Saturday, 21 May 2011

The Bloody Avant-Garde




Here's me, performing my spoken word piece 'The Bloody Avant-Garde' at the Drill Hall last year. Fabulous photos by Katherine Emtage.


bacteria-friendly paint: day 1

More of the exciting collaboration between myself, Simon Park and Serratia marcescens.

This is day 1. A variety of paint media, agar plate, some swarm-ready bacteria.

All photos here by Simon Park, who is doing this work in his lab down in Surrey.



bacteria-friendly paint: day 2

And here at day 2.

All kinds of exciting things going on here. Lots of lovely traces of the chiral flows of their swarming activity, the power of their rivers of swarming to dislodge particles may times their size (think of a flash flood, filled with living car-wash brushes, with a parcel-post system by which they talk to each other). Zones of inhibiton around the purple (cobalt phosphate, very nasty, who would want to go for a swim in that? And great big heavy particles too. But interestingly they had a right good swarm through it in the watercolour medium all the same.)

I'm delighted that it's the actual watercolour medium they really run away with. I didn't add the traditional ox gall or any other surfactant to the mixture because they make their own in the swarm fluid (serrawettin). It's just gum arabic, glycerin, honey and water and pigments, no extenders, fillers, no fungicidals.
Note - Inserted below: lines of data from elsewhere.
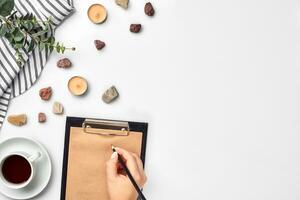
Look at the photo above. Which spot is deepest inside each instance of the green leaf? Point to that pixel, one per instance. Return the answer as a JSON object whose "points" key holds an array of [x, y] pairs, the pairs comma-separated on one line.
{"points": [[3, 30], [41, 46], [18, 45], [31, 46], [6, 6], [63, 50], [18, 35]]}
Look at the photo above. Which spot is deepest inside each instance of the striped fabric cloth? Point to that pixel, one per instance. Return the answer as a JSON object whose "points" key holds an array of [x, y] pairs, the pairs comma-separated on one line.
{"points": [[15, 79]]}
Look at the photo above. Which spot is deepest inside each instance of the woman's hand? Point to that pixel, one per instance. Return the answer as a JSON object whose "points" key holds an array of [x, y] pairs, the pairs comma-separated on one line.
{"points": [[119, 185]]}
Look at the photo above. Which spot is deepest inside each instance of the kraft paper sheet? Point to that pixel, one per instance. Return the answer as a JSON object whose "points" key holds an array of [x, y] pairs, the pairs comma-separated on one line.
{"points": [[88, 153]]}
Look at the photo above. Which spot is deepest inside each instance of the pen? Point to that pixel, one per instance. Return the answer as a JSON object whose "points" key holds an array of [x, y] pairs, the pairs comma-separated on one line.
{"points": [[137, 188]]}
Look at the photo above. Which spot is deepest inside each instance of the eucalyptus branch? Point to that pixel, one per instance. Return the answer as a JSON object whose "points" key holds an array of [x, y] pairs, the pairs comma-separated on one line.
{"points": [[26, 32]]}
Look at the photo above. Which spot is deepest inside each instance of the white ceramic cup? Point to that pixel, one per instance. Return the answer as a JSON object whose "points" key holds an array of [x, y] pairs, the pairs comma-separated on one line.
{"points": [[30, 159]]}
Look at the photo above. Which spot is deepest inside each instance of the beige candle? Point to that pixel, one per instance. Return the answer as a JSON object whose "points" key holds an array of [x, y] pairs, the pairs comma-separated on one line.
{"points": [[77, 85], [97, 13]]}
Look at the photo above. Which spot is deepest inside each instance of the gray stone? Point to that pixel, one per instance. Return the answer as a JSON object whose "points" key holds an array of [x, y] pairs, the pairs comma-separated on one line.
{"points": [[110, 94]]}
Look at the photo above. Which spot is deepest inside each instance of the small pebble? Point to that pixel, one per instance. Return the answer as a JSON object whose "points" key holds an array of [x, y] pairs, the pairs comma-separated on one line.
{"points": [[135, 28], [42, 117], [17, 120], [77, 85], [122, 3], [149, 10], [57, 108], [110, 94], [64, 63], [99, 44], [45, 93]]}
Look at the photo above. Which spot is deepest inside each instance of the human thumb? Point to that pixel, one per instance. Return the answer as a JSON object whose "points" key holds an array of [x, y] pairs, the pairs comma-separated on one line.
{"points": [[111, 165]]}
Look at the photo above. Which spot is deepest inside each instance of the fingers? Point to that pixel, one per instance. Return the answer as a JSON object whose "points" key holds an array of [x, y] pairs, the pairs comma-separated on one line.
{"points": [[111, 166], [141, 169], [134, 164]]}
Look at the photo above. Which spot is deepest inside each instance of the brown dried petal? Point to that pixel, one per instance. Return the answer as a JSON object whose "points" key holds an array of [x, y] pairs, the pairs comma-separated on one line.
{"points": [[45, 93], [42, 117], [149, 10], [135, 28]]}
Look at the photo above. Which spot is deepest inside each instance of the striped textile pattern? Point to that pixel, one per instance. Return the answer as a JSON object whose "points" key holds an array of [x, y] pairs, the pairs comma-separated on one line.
{"points": [[15, 79]]}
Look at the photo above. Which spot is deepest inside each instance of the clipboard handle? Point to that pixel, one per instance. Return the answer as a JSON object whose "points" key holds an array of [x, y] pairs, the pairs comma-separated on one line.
{"points": [[106, 127]]}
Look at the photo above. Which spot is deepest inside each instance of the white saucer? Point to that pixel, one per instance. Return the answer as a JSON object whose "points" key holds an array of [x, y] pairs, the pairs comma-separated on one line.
{"points": [[43, 167]]}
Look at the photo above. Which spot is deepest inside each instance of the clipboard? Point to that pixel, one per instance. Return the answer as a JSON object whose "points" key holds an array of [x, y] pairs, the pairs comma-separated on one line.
{"points": [[87, 147]]}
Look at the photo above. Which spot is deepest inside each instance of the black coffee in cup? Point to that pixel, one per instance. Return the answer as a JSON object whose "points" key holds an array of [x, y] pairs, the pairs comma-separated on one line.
{"points": [[16, 169]]}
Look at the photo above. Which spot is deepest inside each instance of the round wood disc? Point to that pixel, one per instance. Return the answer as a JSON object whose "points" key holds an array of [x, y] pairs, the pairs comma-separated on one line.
{"points": [[77, 85], [97, 13]]}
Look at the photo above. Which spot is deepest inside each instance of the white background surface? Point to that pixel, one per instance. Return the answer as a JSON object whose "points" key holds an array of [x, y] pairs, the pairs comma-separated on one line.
{"points": [[217, 80]]}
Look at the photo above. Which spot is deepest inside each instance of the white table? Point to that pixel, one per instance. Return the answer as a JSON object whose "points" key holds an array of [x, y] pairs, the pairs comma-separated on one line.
{"points": [[218, 82]]}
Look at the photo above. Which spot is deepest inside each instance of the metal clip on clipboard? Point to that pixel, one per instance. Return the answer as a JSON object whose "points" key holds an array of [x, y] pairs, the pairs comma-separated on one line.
{"points": [[106, 127]]}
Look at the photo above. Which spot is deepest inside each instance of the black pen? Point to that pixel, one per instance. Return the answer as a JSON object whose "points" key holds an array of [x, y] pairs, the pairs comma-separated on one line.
{"points": [[137, 188]]}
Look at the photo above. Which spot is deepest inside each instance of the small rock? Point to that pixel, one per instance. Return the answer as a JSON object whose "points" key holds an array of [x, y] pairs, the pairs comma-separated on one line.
{"points": [[42, 117], [135, 28], [122, 3], [64, 63], [110, 94], [149, 10], [99, 44], [57, 108], [17, 120], [46, 93]]}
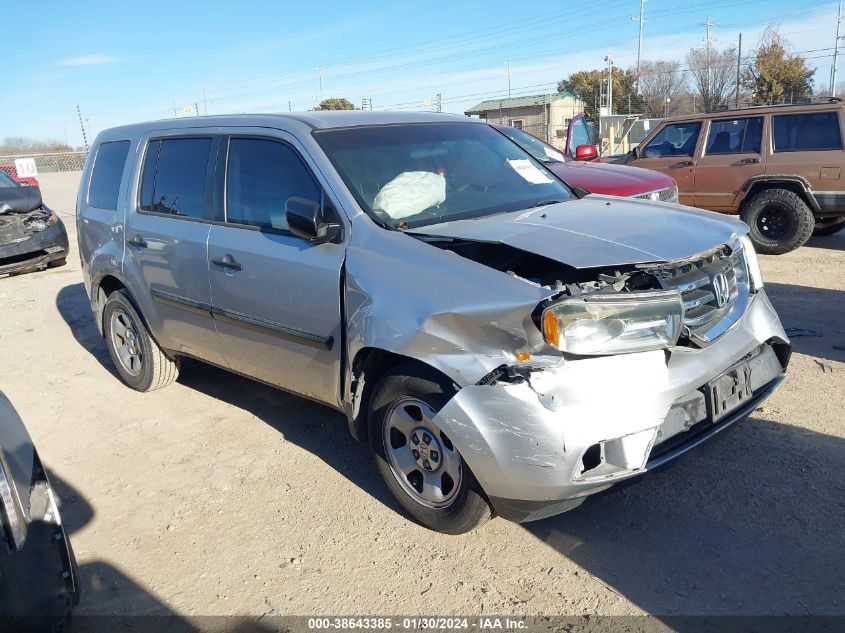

Again, the lovely photography here is all by Simon Park, please don't reproduce his images without his permission.










Thursday, 5 May 2011

divergence



so it turns out that 'the Joy of Peristalsis' very quickly became 'er, dunno, a tree... lungy thing... principle vessels of the baw bag?'

And then, finally a dark matter, as shown here in the wee on-its-sidey video, filmed with the lights out and a UV led on a chopstick, my glorious invention. ("Hooray! I've invented the torch!")



state o' that film studio

well the jury is still out as to whether there is actually any art going on here at all, but anyway this is the state of it.

hydrophiliac



another watery treat from the internationally aclaimed Blue Peter School of New! Media.

This is Dave Murray-Rust with a home-made hydrophone recording bacterial by-products in a vibrating column on audio and me charting the formation of the substrate for "the joy of peristalsis" in my state-of-the-art film studio.

Saturday, 30 April 2011

painting with bacteria

So here are some nice pictures of a collaborative work between myself and Dr. Simon Park of the University of Surrey and some bacteria.

The fluffy fractals are the ubiquitous soil bacterium Bacillus mycoides and the red painting fellas are everybody's favourite star of bathroom tile grout and shower curtain, Serratia marcescens, which has the enviable ability to become its own paintbrush by growing extra flagella to swarm with. And secretes its own surfactant in the swarm fluid, which is very handy if you want to dissolve watercolour paint. And uses the river of its swarm fluid to communicate with other members of its colony. Lovely.

All the photos in this post are by Simon Park, and the bacteria collected and cultured by him.

And thanks to Anna Dumitriu for introducing us as part of her fantastic Laboratory Life experience.















Sunday, 17 April 2011

How to read paintings

Of course I know that you already know how to read paintings, you look at 'em and see if you feel they resonate with you in any way and then you can say "Oh yeah I get that," or "Well I don't know what you might mean by any of this but I like the look of it," - or not.

But for those of you that do like to feel you Know Things here's a handy device for accounting for the curvature of the space-time continuum on two-dimensional encrusted surfaces. Feel free to knock one out on your 3D printer, the dimensions of the ruler itself are what-fits-in-your-handbag x how-you're-feeling.

Note the canny addition in this model of the grisly Second Zero, the off-at-the-plug Just Not , Not Ever, ugh-I-get-vertigo-just-thinking-about-it Dreadful Nought of Nothingness, to be distinguished from the comfy not-now or not-in-this-case functional zero of life processes and things we can understand

Wednesday, 13 April 2011

abstract microscopy

Watercolour paint, agar, the red stuff is a pigmented bacteria, I don't know who, though I have my suspicions. It's alive at this point but the interesting swirls are caused by mixing rather than motility.

Everything went wrong with this, suffered from First Pancake Syndrome but I liked the pictures anyway so I've put them up in case anyone else does.